If and when Libra gets up and running—Facebook has said it will launch in 2020—it would have a built-in base of nearly 2.5 billion Facebook users worldwide, or roughly one third of the entire global population. Facebook and Marcus have said that reaching unbanked people is a major goal for Libra, and pointed towards close integration between Libra and Facebook tools such as Messenger. The social network, then, plans to push hard to get its users to convert funds to Libra. Rep. Michael San Nicolas (D–Guam) yesterday speculated that Libra could easily attract $100 billion in deposits—about one tenth of the assets held by Goldman Sachs—and potentially much more.
WITHIN HOURS OF its splashy Libra announcement last month, Facebook’s cryptocurrency plans had become a political cudgel. Drawing on Facebook’s privacy missteps and a gathering storm over antitrust, lawmakers swiftly demanded the company halt work on Libra while it addressed how it would avoid past mistakes. Those calls didn’t pose an immediate threat. Now, though, the project is getting attention from those who could potentially cool or delay Facebook’s ambitions: global regulators.

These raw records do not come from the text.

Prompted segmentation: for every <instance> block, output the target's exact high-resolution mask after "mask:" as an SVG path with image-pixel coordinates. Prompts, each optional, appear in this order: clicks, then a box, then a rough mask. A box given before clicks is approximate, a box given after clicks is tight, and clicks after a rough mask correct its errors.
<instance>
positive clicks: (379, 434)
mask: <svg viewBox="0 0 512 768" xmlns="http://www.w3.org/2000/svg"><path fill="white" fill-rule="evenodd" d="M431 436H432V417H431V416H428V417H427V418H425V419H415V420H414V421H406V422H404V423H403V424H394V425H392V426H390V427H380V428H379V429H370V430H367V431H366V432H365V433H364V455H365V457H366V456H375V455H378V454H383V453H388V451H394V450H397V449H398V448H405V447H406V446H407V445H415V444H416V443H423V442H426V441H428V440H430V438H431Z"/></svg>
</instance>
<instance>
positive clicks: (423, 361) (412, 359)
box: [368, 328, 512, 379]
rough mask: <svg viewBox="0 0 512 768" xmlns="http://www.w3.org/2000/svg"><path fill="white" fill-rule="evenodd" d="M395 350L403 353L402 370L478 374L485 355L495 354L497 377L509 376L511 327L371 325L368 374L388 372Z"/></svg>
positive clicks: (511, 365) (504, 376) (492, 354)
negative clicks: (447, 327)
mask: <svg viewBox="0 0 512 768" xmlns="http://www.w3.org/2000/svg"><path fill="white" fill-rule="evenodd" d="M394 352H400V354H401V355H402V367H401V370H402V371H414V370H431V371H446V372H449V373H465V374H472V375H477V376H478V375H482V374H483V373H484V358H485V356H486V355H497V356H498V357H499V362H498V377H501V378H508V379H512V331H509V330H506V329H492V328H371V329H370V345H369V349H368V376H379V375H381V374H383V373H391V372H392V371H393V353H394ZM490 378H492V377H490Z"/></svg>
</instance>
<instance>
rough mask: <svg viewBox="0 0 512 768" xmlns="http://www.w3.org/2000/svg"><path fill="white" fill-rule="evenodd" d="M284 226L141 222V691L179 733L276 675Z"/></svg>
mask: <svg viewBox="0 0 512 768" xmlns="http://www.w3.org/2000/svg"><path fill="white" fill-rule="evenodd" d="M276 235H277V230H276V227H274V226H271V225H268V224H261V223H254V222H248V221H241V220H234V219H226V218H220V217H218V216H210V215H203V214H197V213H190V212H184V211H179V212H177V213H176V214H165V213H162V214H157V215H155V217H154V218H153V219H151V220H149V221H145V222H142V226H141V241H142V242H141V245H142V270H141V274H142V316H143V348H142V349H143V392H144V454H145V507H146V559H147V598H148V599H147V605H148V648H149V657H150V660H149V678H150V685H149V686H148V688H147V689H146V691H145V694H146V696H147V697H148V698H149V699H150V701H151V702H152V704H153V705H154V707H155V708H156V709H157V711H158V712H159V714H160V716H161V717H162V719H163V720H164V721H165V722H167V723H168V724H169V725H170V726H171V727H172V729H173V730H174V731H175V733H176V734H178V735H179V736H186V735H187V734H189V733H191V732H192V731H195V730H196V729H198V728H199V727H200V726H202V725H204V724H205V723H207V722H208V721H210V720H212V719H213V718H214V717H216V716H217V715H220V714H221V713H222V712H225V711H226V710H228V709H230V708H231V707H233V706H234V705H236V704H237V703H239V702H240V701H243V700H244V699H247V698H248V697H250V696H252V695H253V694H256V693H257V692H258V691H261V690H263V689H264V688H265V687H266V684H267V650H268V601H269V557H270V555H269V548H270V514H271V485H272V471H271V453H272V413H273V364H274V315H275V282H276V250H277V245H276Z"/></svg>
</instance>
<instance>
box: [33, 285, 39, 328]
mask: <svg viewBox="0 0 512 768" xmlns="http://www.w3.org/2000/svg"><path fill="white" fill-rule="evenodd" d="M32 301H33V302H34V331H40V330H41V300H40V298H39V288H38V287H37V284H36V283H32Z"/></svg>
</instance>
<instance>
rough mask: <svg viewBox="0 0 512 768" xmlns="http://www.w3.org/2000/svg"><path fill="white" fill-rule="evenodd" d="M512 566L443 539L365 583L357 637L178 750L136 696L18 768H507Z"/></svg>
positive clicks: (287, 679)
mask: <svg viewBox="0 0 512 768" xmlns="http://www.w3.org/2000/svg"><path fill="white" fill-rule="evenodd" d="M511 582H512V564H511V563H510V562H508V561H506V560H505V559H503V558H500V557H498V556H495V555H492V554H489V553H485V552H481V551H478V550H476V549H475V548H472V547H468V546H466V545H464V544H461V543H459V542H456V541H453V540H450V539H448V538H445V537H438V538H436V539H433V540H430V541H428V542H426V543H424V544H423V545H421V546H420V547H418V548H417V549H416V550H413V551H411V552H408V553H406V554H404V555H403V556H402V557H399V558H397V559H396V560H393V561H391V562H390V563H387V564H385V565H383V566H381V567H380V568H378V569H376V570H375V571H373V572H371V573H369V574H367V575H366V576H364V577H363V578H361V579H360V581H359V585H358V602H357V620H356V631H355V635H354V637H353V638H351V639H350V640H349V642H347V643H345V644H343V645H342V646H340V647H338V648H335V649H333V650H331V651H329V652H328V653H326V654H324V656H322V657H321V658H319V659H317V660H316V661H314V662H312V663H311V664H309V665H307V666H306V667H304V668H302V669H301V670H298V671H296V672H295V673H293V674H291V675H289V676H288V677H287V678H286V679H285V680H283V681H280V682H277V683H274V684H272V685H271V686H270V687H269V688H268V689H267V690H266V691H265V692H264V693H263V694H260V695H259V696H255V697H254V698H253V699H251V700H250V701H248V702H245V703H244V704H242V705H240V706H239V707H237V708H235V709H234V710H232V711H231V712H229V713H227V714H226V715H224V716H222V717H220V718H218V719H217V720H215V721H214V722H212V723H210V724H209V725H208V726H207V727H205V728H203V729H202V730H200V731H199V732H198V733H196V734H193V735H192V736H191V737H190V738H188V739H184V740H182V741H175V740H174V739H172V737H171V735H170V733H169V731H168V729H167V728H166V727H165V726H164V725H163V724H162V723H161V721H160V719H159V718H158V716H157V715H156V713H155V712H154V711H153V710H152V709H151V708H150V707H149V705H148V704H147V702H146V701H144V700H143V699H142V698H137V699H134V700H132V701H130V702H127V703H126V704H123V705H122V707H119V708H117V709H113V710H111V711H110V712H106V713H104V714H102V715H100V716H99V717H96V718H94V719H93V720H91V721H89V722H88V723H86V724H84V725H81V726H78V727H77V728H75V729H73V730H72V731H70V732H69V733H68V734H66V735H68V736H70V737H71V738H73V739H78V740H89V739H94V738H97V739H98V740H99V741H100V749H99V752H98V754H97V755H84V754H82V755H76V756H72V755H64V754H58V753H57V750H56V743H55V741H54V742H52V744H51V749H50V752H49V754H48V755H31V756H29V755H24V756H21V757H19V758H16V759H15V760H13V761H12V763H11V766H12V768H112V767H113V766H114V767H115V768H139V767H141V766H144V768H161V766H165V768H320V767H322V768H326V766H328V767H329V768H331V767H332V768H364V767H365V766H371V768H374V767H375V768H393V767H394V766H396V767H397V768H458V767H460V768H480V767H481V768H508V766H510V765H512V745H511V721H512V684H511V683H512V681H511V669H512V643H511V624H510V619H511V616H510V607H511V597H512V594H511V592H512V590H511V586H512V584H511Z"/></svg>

On Wednesday, Federal Reserve Chair Jerome Powell told the House Financial Services Committee that Facebook’s push into finance posed “many serious concerns.” In addition to worries about privacy, money laundering, and consumer protections, Libra poses serious risks to global financial stability due to the enormity of Facebook’s user base, Powell said. “The process of addressing these concerns should be a patient and careful one, not a sprint,” he said, adding that the Fed is collaborating with other federal agencies and central banks abroad.